UmaDHA is a concentrated algae-derived docosahexaenoic acid (DHA) oil, primarily composed of the omega-3 long-chain polyunsaturated fatty acid DHA (22:6n-3), typically present at 35–50% of total fatty acids by weight in commercial algal DHA oils. The lipid fraction is predominantly triglyceride-bound DHA, with minor amounts of eicosapentaenoic acid (EPA, 20:5n-3) generally below 1–2% and docosapentaenoic acid (DPA). Algal DHA oils characteristically contain negligible EPA compared to fish-derived omega-3 sources, making UmaDHA a near-pure DHA source. Each gram of algal DHA oil typically delivers approximately 350–500 mg of DHA depending on concentration grade.
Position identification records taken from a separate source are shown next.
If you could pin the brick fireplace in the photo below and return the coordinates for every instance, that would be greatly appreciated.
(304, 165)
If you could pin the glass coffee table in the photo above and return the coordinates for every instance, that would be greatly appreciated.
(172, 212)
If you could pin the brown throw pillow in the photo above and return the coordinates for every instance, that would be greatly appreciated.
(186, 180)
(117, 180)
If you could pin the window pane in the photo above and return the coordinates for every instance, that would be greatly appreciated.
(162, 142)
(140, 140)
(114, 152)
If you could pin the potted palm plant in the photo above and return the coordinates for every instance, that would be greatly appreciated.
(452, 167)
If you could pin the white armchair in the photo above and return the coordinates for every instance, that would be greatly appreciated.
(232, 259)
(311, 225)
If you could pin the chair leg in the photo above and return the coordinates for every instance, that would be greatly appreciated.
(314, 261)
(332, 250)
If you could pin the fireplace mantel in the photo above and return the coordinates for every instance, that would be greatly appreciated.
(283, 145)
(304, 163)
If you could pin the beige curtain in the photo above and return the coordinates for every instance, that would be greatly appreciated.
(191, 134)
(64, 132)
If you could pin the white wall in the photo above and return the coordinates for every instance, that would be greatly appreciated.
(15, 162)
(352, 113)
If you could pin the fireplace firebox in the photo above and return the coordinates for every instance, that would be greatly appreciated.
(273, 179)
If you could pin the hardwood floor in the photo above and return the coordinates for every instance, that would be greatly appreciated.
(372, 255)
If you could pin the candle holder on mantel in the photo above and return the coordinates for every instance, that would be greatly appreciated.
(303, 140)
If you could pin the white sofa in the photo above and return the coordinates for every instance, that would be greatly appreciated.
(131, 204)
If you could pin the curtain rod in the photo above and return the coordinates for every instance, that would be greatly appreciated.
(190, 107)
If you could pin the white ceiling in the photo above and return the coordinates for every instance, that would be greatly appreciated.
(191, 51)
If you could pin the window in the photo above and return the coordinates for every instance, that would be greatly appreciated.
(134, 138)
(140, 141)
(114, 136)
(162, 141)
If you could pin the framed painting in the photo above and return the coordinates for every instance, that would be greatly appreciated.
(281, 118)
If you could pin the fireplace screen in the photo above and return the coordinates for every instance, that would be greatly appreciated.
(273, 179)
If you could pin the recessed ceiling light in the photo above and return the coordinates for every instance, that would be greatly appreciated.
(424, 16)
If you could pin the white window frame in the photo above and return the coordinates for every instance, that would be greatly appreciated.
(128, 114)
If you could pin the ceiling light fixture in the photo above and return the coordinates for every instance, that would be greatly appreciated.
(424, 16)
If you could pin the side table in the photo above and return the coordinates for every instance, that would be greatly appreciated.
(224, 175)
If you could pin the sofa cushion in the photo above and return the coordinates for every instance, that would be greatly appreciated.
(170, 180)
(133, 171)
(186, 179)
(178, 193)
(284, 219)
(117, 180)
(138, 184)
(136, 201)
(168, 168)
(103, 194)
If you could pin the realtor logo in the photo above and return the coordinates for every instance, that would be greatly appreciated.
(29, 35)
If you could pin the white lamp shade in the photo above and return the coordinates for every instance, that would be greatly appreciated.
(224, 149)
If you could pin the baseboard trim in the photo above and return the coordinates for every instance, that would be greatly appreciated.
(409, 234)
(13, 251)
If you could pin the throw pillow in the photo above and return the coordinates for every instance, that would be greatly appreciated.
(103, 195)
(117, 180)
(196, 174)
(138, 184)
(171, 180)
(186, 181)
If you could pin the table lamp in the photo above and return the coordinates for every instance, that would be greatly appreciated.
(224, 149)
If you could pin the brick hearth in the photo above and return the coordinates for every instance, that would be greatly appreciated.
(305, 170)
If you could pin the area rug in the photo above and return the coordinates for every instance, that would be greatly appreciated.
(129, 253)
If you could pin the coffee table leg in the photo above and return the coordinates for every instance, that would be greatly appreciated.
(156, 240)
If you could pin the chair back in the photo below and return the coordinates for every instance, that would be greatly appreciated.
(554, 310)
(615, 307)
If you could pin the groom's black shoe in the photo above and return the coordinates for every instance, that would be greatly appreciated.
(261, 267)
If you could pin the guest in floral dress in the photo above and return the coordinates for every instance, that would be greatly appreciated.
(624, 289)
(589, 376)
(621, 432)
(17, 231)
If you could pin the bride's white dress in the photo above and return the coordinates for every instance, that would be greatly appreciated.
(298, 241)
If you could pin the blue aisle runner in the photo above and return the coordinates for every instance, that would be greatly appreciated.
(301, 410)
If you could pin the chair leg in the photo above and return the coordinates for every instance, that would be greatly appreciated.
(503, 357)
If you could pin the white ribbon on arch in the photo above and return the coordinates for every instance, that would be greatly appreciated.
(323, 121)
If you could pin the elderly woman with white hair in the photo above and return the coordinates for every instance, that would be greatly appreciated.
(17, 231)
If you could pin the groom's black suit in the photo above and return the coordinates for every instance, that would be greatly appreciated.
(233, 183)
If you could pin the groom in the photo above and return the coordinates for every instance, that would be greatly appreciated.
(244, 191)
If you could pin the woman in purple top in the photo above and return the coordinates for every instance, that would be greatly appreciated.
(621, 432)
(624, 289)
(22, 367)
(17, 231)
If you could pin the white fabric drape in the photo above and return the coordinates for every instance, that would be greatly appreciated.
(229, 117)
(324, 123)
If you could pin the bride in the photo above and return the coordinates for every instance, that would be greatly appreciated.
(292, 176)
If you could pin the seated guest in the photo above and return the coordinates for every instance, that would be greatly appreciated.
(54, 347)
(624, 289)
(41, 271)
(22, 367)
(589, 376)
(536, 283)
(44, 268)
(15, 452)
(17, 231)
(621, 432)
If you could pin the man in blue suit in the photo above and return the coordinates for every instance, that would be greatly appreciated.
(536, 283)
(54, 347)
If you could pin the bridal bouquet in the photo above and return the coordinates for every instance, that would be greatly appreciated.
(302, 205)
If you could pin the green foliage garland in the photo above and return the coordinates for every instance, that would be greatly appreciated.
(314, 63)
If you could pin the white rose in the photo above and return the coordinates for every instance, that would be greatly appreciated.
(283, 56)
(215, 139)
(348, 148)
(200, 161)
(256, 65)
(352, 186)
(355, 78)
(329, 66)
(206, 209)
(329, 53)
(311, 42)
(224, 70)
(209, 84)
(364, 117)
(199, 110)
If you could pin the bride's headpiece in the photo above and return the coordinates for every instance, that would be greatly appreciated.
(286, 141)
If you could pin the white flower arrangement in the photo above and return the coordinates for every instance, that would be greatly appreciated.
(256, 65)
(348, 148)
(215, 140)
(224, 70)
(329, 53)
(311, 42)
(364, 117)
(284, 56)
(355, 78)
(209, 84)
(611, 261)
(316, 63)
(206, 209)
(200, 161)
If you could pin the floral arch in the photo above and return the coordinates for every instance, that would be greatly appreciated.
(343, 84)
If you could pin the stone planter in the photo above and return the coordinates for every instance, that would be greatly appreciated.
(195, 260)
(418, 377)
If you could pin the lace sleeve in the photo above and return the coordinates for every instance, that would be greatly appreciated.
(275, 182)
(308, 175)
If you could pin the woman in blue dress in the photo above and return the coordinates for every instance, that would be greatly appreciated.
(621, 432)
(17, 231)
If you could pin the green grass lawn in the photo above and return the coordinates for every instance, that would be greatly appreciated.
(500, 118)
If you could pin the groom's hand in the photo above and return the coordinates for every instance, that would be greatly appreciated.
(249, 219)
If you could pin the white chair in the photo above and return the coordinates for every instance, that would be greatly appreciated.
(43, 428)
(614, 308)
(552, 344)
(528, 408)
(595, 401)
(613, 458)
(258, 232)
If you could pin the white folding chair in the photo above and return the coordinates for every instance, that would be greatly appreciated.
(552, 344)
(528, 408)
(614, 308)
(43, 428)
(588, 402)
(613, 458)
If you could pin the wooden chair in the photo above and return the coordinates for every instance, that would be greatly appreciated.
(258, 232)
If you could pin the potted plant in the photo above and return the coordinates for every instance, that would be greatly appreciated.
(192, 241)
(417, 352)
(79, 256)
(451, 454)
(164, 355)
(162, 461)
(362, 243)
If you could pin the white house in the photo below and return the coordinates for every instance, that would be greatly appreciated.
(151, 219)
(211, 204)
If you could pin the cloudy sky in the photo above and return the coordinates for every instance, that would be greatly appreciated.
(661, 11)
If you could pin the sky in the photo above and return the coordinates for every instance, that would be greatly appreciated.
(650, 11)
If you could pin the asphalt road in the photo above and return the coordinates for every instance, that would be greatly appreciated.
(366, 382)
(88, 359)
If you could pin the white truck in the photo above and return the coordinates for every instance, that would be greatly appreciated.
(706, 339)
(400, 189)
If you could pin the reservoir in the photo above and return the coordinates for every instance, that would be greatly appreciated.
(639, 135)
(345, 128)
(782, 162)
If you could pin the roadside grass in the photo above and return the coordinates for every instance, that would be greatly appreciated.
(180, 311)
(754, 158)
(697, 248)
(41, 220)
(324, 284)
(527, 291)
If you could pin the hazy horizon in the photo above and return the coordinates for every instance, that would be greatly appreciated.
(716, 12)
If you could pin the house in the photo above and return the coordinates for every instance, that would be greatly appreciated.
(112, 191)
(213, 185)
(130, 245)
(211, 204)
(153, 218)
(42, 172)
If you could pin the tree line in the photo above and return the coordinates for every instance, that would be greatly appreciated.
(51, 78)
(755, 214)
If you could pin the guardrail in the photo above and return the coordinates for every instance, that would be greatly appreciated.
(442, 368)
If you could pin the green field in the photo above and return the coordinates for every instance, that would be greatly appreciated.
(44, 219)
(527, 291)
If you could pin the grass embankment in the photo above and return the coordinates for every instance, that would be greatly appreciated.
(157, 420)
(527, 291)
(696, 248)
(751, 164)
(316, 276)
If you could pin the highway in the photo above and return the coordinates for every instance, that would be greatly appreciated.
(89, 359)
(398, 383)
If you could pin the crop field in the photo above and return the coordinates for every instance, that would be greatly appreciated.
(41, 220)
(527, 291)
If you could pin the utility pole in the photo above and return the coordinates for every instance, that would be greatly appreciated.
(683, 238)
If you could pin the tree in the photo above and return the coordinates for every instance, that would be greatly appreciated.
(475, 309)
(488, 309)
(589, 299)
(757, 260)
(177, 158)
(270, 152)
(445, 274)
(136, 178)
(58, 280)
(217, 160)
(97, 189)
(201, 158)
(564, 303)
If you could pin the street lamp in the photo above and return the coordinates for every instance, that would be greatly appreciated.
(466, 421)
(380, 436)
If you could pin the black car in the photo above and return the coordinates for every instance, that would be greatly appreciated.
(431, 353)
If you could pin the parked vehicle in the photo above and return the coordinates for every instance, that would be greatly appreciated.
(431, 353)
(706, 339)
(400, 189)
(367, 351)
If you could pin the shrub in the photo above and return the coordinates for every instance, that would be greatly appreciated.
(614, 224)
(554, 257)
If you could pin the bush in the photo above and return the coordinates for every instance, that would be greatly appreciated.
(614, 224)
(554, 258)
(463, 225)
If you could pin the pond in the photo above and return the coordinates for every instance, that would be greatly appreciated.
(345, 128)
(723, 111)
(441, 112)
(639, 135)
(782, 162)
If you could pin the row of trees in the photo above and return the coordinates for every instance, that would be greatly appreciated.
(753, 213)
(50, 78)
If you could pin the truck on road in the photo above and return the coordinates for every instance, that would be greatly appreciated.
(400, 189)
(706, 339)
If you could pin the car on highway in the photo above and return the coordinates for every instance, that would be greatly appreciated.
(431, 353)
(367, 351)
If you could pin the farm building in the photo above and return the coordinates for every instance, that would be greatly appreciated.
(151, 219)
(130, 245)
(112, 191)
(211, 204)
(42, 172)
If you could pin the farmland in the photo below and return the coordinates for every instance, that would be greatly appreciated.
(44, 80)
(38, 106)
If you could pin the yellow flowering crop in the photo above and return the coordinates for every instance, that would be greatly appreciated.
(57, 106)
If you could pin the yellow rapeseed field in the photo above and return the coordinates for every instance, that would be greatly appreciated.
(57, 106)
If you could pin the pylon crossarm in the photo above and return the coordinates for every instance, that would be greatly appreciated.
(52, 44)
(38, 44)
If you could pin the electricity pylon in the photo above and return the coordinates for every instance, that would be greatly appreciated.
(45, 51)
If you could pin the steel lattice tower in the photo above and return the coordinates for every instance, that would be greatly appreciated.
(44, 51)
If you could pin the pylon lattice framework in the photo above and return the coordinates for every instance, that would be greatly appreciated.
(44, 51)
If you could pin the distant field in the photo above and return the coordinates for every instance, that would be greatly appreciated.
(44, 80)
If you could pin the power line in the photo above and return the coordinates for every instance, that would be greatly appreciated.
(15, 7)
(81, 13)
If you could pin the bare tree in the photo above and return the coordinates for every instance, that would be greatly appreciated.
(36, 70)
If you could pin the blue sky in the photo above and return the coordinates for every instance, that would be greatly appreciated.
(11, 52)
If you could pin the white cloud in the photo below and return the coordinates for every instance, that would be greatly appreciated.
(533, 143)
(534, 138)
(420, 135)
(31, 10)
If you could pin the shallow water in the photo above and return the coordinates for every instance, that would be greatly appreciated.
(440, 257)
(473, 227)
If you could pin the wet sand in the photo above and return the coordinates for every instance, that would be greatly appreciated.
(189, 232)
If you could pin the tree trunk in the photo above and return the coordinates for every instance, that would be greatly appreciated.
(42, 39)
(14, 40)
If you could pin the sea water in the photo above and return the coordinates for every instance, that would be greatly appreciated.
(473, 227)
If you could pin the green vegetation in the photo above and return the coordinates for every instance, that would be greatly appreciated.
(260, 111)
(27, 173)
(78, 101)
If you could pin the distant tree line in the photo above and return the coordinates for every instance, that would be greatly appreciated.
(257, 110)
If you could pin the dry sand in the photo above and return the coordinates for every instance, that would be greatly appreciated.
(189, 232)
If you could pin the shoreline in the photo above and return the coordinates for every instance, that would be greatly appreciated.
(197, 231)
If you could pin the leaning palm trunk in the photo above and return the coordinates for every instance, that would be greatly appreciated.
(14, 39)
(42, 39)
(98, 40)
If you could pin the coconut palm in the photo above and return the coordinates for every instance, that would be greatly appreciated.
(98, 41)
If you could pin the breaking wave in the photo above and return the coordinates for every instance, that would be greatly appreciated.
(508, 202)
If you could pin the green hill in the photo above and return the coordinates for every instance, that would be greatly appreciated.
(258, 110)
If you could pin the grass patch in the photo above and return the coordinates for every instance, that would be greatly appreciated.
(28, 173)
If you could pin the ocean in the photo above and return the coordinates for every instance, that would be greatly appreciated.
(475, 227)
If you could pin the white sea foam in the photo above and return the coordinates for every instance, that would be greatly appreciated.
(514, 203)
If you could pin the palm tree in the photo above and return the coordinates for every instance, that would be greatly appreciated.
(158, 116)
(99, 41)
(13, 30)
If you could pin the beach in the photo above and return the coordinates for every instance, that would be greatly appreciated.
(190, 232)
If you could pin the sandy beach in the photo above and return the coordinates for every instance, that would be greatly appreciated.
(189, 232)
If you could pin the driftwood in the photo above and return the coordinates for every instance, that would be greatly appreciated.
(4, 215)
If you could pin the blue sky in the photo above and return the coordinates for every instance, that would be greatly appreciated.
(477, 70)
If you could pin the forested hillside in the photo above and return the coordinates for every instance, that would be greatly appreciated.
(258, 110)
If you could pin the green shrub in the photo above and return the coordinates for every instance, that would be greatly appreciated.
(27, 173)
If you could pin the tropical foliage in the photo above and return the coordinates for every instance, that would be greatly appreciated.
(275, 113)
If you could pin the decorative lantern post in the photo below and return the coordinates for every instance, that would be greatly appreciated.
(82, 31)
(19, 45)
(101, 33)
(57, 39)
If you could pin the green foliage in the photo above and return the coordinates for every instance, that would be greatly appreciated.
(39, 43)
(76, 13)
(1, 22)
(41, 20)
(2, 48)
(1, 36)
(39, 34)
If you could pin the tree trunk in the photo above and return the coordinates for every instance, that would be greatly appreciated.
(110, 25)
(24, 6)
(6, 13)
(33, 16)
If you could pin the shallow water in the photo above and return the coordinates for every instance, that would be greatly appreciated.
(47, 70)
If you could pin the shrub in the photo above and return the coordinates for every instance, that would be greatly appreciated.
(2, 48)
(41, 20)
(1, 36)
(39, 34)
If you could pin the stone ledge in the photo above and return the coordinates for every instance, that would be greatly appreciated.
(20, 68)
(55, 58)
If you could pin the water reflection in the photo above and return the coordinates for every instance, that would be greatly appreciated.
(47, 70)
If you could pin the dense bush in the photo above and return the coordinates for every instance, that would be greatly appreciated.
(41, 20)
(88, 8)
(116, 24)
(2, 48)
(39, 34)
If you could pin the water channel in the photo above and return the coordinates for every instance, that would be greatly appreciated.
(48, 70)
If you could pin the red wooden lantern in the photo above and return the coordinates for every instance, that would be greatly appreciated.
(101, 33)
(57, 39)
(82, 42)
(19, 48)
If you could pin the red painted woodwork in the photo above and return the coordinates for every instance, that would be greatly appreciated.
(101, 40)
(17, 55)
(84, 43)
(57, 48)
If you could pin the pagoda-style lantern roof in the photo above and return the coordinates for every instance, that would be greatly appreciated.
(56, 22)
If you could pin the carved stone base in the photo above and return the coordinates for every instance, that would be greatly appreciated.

The oil contains naturally occurring antioxidants including tocopherols (vitamin E, primarily alpha-tocopherol at approximately 200–500 mg/kg) added or naturally present to stabilize the highly unsaturated fatty acid content against oxidation. Phospholipid content is minimal in refined triglyceride-form algal oils. Caloric density approximates 9 kcal/g as a lipid concentrate. Carbohydrate, protein, and dietary fiber content are negligible following commercial extraction and refining. No significant mineral or water-soluble vitamin content is retained post-processing. Bioavailability of triglyceride-form algal DHA is comparable to fish oil triglycerides, with absorption estimated at 85–95% in the presence of dietary fat; consumption with a fat-containing meal enhances lymphatic uptake via chylomicron incorporation.

Preparation & Dosage

No clinically studied dosage ranges for UmaDHA could be determined from the provided research. Consult a healthcare provider before starting any new supplement.

Synergy & Pairings

Cannot be determined from available research

Safety & Interactions

Algae-derived DHA supplements, including products in the UmaDHA category, are generally well tolerated at doses up to 3 g/day of combined omega-3s, with the most common adverse effects being fishy aftertaste, mild gastrointestinal discomfort, and loose stools at higher doses. DHA at pharmacological doses (≥2 g/day) can potentiate the anticoagulant effect of warfarin, heparin, and antiplatelet drugs such as clopidogrel by inhibiting thromboxane A2 synthesis, requiring INR monitoring. Algal DHA is considered safe during pregnancy and lactation and is often preferred over fish oil due to the absence of environmental contaminants such as methylmercury and PCBs; doses of 200–300 mg/day are commonly recommended for gestational use. Individuals with algae or iodine sensitivities should exercise caution, and those on statin therapy should consult a clinician, as high-dose omega-3s may modestly affect LDL particle size.